Enormous horseshoe crabs - um, no thank you














            





Simon also arranged for me to visit schools and a Sabah SPED facility.  And I learned a lot.  Sabah has 32 government-run SPED centers for a near 4 million population.  They partner with Special Olympics and use specific methodologies for teaching and disciplining. 

 The behavior of the 35 children with autism at the center I visited was amazing – self-motivated and interactive – very unusual.   

In contrast, Palawan has about 1 million population and one public school with one class for autism – about 12 children are in the class.  

There are only 2 teachers with SPED credentials on the island  of Palawan – and I am one of them!  (However, I did hear that a new school is bringing a credentialed SPED teacher, so there will be three now - only two in the classroom).   I asked the teachers in KK about SPED laws in Malaysia and they told me they are well known and also heavily enforced – another major difference.  Perhaps the most noticeable difference was the “can do” attitude of the Special Olympic community organizer and of the SPED center director – watching them plan an event was great – as I told them, it was Inspiring  and illustrated  the potential for the PH, and depressing because we have so far to go.

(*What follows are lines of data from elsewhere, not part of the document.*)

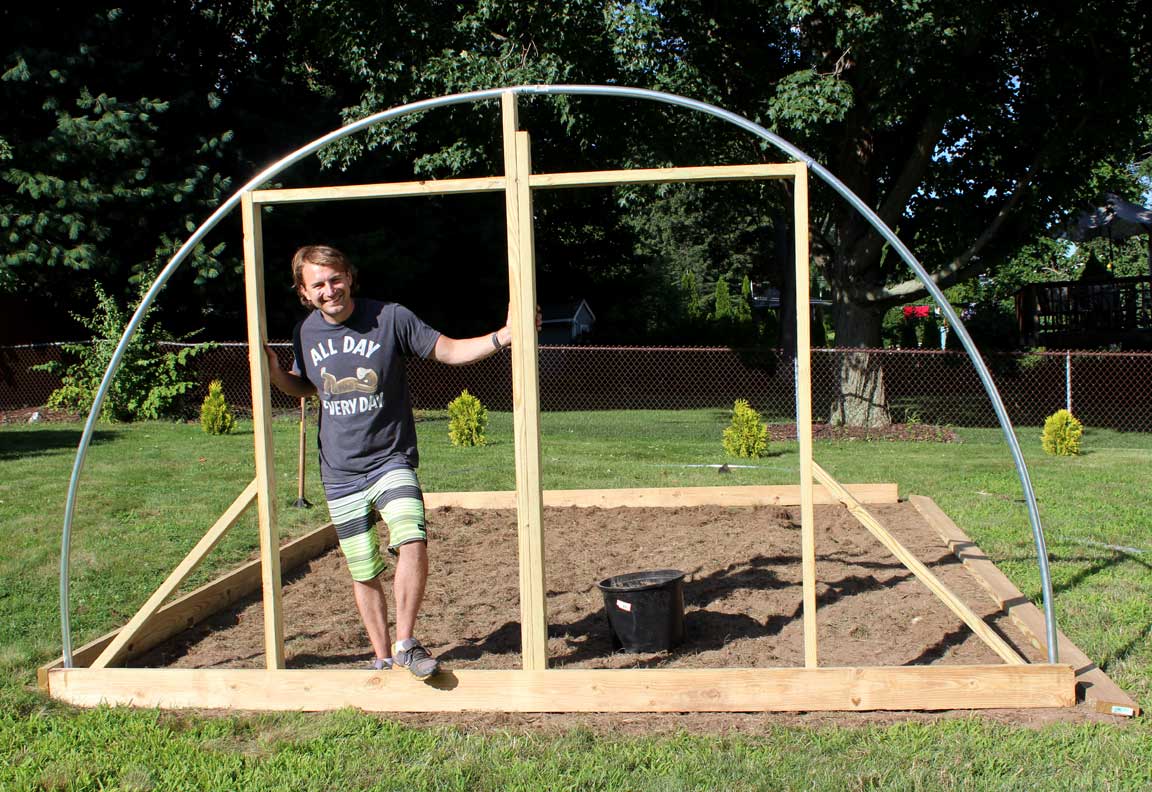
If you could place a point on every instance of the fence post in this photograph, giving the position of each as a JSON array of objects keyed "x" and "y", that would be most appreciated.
[{"x": 1068, "y": 381}]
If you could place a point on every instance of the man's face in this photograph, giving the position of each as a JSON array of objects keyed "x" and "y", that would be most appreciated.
[{"x": 328, "y": 290}]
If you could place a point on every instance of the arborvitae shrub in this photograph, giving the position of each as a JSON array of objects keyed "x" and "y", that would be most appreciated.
[
  {"x": 215, "y": 416},
  {"x": 1061, "y": 434},
  {"x": 748, "y": 435},
  {"x": 467, "y": 420}
]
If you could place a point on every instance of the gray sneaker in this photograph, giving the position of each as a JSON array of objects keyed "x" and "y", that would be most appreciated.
[{"x": 416, "y": 659}]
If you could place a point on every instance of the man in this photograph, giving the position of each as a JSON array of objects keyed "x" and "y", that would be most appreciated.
[{"x": 350, "y": 351}]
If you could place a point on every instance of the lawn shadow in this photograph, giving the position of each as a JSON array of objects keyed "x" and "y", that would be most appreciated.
[{"x": 23, "y": 443}]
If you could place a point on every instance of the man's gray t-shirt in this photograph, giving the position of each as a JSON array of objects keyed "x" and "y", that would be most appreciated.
[{"x": 366, "y": 425}]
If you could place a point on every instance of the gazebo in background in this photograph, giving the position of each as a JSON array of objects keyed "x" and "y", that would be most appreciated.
[{"x": 1098, "y": 310}]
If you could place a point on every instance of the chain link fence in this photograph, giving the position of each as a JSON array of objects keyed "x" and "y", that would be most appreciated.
[{"x": 1103, "y": 389}]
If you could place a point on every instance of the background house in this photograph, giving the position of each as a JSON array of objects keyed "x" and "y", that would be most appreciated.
[{"x": 566, "y": 322}]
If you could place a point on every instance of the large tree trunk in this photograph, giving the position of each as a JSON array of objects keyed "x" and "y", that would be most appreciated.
[{"x": 859, "y": 400}]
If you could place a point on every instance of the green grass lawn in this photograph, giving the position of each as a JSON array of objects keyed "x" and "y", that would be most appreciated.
[{"x": 150, "y": 490}]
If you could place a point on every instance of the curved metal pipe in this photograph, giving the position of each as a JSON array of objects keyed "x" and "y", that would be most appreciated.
[{"x": 571, "y": 90}]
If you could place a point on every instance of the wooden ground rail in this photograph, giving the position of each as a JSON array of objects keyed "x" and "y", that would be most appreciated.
[{"x": 652, "y": 690}]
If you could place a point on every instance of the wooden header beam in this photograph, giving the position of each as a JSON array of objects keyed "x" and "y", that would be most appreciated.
[{"x": 714, "y": 173}]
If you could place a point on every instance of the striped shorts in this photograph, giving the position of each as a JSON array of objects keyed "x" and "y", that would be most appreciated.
[{"x": 398, "y": 496}]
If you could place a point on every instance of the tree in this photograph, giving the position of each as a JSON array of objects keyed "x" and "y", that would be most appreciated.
[
  {"x": 124, "y": 128},
  {"x": 968, "y": 127}
]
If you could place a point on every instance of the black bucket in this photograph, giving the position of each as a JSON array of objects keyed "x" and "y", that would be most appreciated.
[{"x": 645, "y": 609}]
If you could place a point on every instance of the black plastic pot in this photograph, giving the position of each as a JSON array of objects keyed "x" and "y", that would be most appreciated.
[{"x": 645, "y": 610}]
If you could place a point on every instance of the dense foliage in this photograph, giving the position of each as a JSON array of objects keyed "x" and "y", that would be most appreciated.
[
  {"x": 748, "y": 434},
  {"x": 215, "y": 414},
  {"x": 974, "y": 129},
  {"x": 468, "y": 420},
  {"x": 1062, "y": 434},
  {"x": 151, "y": 381}
]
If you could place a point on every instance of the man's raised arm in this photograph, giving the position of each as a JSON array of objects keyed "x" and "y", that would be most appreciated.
[{"x": 286, "y": 381}]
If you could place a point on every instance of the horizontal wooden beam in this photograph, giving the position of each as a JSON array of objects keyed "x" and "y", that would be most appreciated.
[
  {"x": 201, "y": 603},
  {"x": 115, "y": 650},
  {"x": 922, "y": 572},
  {"x": 783, "y": 495},
  {"x": 389, "y": 190},
  {"x": 1100, "y": 693},
  {"x": 576, "y": 691},
  {"x": 719, "y": 173},
  {"x": 715, "y": 173}
]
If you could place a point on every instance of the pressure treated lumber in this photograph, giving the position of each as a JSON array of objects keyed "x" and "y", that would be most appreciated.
[
  {"x": 262, "y": 432},
  {"x": 720, "y": 173},
  {"x": 1099, "y": 692},
  {"x": 173, "y": 581},
  {"x": 577, "y": 691},
  {"x": 388, "y": 190},
  {"x": 804, "y": 414},
  {"x": 525, "y": 379},
  {"x": 198, "y": 604},
  {"x": 782, "y": 495},
  {"x": 922, "y": 572},
  {"x": 714, "y": 173}
]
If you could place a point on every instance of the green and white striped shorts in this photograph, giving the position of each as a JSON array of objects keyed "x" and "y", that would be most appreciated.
[{"x": 398, "y": 496}]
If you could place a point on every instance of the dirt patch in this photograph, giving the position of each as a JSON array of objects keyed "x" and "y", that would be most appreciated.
[{"x": 742, "y": 598}]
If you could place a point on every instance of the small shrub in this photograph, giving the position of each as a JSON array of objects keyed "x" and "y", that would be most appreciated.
[
  {"x": 467, "y": 420},
  {"x": 151, "y": 381},
  {"x": 1061, "y": 434},
  {"x": 748, "y": 435},
  {"x": 215, "y": 416}
]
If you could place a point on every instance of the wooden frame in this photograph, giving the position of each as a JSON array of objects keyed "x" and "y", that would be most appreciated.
[
  {"x": 651, "y": 690},
  {"x": 536, "y": 688}
]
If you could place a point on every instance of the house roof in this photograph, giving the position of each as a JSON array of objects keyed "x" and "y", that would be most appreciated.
[{"x": 563, "y": 312}]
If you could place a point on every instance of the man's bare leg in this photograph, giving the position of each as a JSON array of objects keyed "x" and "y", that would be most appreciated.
[
  {"x": 408, "y": 586},
  {"x": 373, "y": 609}
]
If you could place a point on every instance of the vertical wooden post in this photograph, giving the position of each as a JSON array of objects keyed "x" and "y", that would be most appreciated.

The “20 minute” walk to the Dragon Race semifinals took me well over an hour, but it was well worth it – cheering-on each rowing team (although just like watching Ashley’s college crew races at Lehigh, you have to pay attention because it’s over so quickly...but, as opposed to Ashley's heats, I was lucky to get plenty of pictures of this
ocean race)


Their coxswain and his drum - pretty heavy!










Cheering on Their Team!




 

And on Sunday, I hit the Gaya market before my noon flight – one of the more delightful markets I’ve attended – everything for sale from blue and yellow gouramis to 7 types of rice to papaya trees. Beautiful people, beautiful dress, beautiful clean public toilets – I’ll be back!
























PS – Already scheduled the next trip – a birthday celebration for my college roommate, Janet Herbruck, and me – May 2014 - to visit E. Sabah’s wildlife – Sandakan’s orangutans, pygmy elephants and bat cave.